Another starts as we prepare for calving, with the homestretch taking in the last few calving events of the season as they near the pasture gate for the season of nursing and grazing. That’s the one now heading for the wire, where we’ll check the score on our scales and start them on the bridge to success and realizing their full potential.

While momma goes after a pesky fly, daughter contemplates drier grass.
While momma goes after a pesky fly, daughter contemplates the drier grass.

After weaning, the calves will move on to local backgrounding on hay and silage top-dressed with grain. The first weeks in the drylot can make us wonder why we ever thought the calves were in a homestretch a few weeks earlier, but frequent monitoring helps us get acclimated.

Soon the first corner is behind us and we’re making arrangements for the handoff to a custom finishing yard for the steers after 60 days. A round of culling will send some calves to auction then, but most heifers will stay for more growing and development as replacements for the herd or later sales as bred.

Are the steers really in the homestretch at the finishing yard? As on every other step along the way, that’s a qualified yes.
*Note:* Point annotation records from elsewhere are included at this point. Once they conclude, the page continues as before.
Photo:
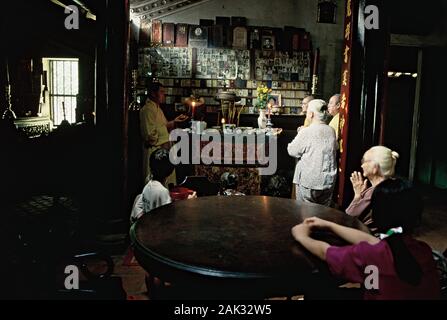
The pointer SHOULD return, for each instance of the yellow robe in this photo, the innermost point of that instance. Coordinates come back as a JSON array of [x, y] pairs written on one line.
[[155, 135]]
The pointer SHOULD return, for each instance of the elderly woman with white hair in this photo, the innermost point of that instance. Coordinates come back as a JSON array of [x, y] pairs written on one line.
[[315, 148], [378, 165]]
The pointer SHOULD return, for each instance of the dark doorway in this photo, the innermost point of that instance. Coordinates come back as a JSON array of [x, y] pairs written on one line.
[[402, 79]]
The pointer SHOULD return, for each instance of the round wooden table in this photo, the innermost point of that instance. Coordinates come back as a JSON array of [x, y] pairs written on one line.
[[232, 247]]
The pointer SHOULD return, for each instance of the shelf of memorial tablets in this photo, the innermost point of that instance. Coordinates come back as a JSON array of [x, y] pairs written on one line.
[[242, 97]]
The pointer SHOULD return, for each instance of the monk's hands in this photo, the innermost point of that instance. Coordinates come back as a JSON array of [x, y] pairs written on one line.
[[181, 118], [358, 184]]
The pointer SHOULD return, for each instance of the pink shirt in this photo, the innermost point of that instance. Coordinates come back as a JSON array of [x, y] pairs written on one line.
[[349, 263]]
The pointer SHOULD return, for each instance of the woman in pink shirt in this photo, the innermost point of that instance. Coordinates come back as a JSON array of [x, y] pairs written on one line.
[[403, 267]]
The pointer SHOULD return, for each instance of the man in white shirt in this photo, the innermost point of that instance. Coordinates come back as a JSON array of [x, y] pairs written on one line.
[[315, 148], [154, 194]]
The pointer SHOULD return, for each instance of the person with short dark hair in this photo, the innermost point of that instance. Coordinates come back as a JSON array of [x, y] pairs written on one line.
[[154, 194], [405, 266]]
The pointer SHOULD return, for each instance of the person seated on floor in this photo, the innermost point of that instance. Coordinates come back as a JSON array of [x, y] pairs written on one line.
[[403, 266], [229, 182], [154, 194], [378, 165]]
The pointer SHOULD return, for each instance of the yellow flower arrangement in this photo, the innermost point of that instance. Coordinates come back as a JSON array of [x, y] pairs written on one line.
[[262, 95]]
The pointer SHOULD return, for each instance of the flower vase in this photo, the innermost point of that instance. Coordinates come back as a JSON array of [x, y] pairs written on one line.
[[262, 119]]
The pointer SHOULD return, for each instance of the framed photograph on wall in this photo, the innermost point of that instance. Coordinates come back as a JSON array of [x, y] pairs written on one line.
[[268, 43]]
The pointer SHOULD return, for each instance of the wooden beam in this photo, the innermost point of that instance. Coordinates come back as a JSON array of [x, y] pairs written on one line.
[[409, 40]]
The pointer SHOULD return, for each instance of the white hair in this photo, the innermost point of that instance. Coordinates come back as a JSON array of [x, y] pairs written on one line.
[[318, 107], [385, 158]]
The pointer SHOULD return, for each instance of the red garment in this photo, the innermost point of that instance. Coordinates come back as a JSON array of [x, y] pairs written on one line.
[[358, 207], [349, 263]]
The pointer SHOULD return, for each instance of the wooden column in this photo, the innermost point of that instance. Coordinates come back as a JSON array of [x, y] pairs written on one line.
[[362, 88], [112, 105]]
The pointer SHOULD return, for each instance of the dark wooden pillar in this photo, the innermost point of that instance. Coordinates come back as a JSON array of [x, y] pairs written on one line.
[[111, 105], [362, 89]]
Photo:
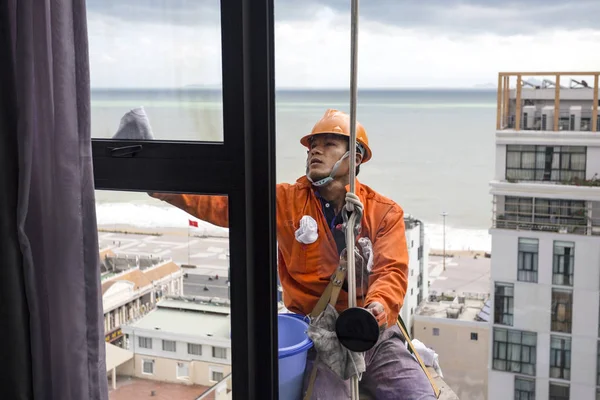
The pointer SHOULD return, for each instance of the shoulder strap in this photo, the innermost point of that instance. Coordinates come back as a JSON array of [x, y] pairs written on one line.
[[330, 295], [436, 391]]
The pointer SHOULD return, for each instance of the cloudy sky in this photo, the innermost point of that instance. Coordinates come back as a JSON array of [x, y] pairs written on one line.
[[429, 43]]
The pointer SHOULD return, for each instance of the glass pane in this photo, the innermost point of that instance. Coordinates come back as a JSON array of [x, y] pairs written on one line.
[[155, 69], [165, 285]]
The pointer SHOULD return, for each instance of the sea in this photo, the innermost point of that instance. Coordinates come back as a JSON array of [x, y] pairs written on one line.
[[433, 150]]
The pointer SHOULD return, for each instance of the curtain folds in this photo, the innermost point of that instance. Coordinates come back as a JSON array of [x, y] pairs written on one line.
[[50, 287]]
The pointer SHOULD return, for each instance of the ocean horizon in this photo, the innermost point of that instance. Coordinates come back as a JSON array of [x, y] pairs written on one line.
[[433, 149]]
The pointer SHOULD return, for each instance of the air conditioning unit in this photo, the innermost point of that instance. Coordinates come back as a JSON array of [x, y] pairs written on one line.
[[548, 118], [452, 313], [574, 118], [529, 117]]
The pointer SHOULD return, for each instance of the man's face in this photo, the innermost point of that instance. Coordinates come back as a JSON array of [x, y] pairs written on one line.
[[325, 151]]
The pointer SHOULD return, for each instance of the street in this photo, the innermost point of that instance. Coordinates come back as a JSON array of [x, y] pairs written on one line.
[[208, 257]]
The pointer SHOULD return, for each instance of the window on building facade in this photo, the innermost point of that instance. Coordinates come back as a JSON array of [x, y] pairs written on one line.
[[216, 376], [219, 352], [556, 215], [144, 343], [514, 351], [524, 388], [560, 357], [183, 370], [563, 263], [553, 215], [545, 163], [558, 391], [169, 345], [195, 349], [527, 263], [503, 303], [562, 305], [148, 367]]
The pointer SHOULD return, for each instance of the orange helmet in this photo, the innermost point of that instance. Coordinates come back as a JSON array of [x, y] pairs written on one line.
[[338, 123]]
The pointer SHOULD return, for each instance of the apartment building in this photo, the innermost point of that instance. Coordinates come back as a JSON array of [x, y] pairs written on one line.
[[546, 239], [418, 251], [182, 340], [130, 294]]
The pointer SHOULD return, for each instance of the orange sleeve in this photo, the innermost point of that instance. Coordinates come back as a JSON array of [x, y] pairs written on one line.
[[388, 281], [213, 209]]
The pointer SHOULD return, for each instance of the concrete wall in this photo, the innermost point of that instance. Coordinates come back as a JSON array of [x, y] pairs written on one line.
[[410, 300], [165, 370], [592, 158], [532, 309], [593, 162], [463, 361]]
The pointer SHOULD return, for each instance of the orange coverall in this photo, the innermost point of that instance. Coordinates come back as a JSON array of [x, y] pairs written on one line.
[[305, 269]]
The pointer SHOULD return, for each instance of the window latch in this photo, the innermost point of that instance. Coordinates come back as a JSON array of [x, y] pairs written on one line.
[[125, 151]]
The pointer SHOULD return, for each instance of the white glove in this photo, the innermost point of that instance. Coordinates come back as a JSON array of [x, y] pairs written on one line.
[[353, 203]]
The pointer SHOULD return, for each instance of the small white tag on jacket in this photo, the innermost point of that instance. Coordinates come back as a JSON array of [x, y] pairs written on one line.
[[308, 231]]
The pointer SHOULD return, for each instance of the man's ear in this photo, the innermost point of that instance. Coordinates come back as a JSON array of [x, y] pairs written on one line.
[[358, 158]]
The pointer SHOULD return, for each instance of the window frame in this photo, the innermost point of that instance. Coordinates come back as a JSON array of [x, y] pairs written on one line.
[[566, 277], [564, 354], [555, 324], [145, 338], [561, 154], [558, 396], [166, 342], [509, 348], [523, 394], [510, 299], [147, 361], [240, 165], [524, 273]]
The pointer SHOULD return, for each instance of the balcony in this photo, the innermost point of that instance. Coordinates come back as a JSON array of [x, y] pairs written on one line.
[[575, 217], [542, 101]]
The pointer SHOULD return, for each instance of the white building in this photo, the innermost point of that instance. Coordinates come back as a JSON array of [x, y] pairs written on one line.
[[457, 328], [418, 270], [181, 341], [132, 293], [545, 242]]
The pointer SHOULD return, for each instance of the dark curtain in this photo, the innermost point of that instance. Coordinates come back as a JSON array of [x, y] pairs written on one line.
[[51, 304]]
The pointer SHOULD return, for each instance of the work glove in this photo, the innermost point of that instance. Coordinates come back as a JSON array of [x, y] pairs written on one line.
[[343, 362], [363, 261], [378, 311]]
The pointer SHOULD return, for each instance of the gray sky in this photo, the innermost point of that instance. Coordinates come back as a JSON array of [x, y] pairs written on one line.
[[430, 43]]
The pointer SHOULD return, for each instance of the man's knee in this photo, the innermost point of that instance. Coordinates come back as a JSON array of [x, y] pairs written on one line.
[[393, 373]]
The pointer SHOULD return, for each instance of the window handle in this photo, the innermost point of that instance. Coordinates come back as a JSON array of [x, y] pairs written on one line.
[[125, 151]]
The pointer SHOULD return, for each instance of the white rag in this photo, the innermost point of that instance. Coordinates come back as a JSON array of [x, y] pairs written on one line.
[[343, 362], [429, 356]]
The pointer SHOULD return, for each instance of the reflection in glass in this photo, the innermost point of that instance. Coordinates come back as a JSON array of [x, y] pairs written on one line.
[[165, 286], [156, 65]]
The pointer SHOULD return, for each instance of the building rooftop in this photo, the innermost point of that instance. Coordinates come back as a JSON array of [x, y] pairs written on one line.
[[193, 320], [460, 308], [141, 277]]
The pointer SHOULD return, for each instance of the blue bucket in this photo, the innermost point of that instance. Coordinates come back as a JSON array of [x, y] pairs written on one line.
[[293, 348]]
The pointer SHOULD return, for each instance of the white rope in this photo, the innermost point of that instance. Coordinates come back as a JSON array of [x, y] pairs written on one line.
[[350, 238]]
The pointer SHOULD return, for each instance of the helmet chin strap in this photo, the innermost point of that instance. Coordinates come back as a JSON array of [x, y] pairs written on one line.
[[326, 180]]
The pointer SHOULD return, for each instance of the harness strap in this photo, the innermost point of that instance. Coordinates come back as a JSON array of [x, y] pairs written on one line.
[[436, 391], [330, 295]]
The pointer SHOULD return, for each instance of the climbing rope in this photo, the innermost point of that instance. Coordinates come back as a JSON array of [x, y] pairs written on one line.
[[350, 233]]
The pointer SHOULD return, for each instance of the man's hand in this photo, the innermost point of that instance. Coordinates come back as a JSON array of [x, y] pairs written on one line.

The absolute homestretch is on the beef product side, when success is so close we can almost taste it.

When high-quality beef meets with great cuisine and cookery knowledge in a positive environment—our kitchen or dining room, backyard picnic or steakhouse with attentive waitstaff—that’s when the race is won for beef demand.

That’s when another positive eating experience generates the spark that ensures someone will buy beef again and signal us to keep producing more of the right stuff.